6
Yorum
0
Beğeni
5,0
Puan
1167
Okunma
(I)
Başını yükseklere dayamış nemrut gibi,
Toprağınla taşınla yangınların külüsün
Ayrılıp mekânından dağdaki haydut gibi
Geçit vermez yolların basamaklı dölüsün!
Alçaklığına inat, yokuşta safirlerin;
Çağlarca zaman çalmış, sabırlar sofrasından!
Senin yorgunluğunu içmiş misafirlerin
Yine sana tükürmüş çıkarmış safrasından!
Ölümüne eğimli, mars kadar yaşınız var!
Asırlardır susmayan nameler çalarsınız.
Yüceden yüceye dik, eğilmez başınız var!
Ömürleri törpüler, ayaklar yalarsınız!
Ey yolcu!

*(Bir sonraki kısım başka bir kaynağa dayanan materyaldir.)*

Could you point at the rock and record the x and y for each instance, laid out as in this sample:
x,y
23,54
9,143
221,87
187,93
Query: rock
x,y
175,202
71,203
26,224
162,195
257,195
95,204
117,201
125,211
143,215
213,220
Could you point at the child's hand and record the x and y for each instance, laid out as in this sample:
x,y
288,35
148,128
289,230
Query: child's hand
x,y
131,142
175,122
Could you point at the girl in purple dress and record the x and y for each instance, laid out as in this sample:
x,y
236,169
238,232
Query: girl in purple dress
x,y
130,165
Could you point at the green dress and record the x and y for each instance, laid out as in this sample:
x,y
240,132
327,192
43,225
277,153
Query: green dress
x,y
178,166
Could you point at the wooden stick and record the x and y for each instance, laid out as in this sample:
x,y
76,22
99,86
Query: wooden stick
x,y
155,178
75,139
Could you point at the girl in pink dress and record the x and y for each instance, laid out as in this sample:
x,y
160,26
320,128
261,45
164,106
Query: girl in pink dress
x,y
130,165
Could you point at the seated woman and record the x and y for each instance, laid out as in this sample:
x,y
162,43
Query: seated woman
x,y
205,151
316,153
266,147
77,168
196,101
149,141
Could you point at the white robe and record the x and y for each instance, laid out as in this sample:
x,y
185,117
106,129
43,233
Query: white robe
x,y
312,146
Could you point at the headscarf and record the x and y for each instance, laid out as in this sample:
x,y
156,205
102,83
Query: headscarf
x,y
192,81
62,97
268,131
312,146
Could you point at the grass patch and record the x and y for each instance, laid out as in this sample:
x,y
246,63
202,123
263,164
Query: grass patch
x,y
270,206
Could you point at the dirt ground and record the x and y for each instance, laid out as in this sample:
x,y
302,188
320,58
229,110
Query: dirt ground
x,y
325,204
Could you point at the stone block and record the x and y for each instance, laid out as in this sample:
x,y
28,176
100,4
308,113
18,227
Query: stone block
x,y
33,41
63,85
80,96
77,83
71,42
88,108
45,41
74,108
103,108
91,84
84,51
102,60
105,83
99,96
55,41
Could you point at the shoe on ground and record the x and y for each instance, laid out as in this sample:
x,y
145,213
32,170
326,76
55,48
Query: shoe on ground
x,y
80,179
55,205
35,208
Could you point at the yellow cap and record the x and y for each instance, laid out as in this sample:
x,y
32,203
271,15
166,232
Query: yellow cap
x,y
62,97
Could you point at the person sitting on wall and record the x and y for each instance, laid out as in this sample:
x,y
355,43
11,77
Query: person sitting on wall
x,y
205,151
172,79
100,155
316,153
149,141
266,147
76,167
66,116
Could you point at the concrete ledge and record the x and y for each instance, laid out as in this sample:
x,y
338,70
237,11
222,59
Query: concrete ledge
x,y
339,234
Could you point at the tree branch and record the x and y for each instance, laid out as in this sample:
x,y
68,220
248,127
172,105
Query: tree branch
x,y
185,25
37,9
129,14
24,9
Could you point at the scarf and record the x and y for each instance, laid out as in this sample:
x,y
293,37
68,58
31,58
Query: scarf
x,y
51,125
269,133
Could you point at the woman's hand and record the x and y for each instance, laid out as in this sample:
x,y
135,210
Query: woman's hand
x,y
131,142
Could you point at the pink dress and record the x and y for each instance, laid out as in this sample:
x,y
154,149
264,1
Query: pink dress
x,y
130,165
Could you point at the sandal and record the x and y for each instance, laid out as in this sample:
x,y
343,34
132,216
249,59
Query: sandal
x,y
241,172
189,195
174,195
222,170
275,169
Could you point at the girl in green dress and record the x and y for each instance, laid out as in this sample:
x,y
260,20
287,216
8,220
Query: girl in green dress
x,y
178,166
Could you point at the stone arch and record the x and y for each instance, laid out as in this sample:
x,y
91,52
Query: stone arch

Sür atını vur yokuşa, yokuşa;
Elbet düze çıkarsın; bahara, yaza, kışa
Sen, ne yokuşlar gördün, asla gelmedin tuşa,
Dön bir fatiha oku, geride kalan taşa!
(II)
Bazen, Kıvrım kıvrımdır başı mağrur yokuşlar;
Ağır, ağır yol alır; insanlar, kurtlar, kuşlar…
Bir nazlı dilberdir ki, iliklerime işler
Bana geçit vermeyen o yamaçlarda kışlar.
Kızılcık saçlarına bir an aklım düşerde;
Senden bir parça gibi beni çeker sürükler
Bir türlü ulaşamam ayaklarım pişerde;
O soğuk nefesiyle ateşimi körükler!
Bakmadan ardımıza gece gündüz dayanıp,
Şu akılsız başıma şu ayaklarım tanık!
Geçtiğim her yer sana çıkmaz diye aldanıp
Ben mahkûmun olmuşum, sen ise; bağrı yanık!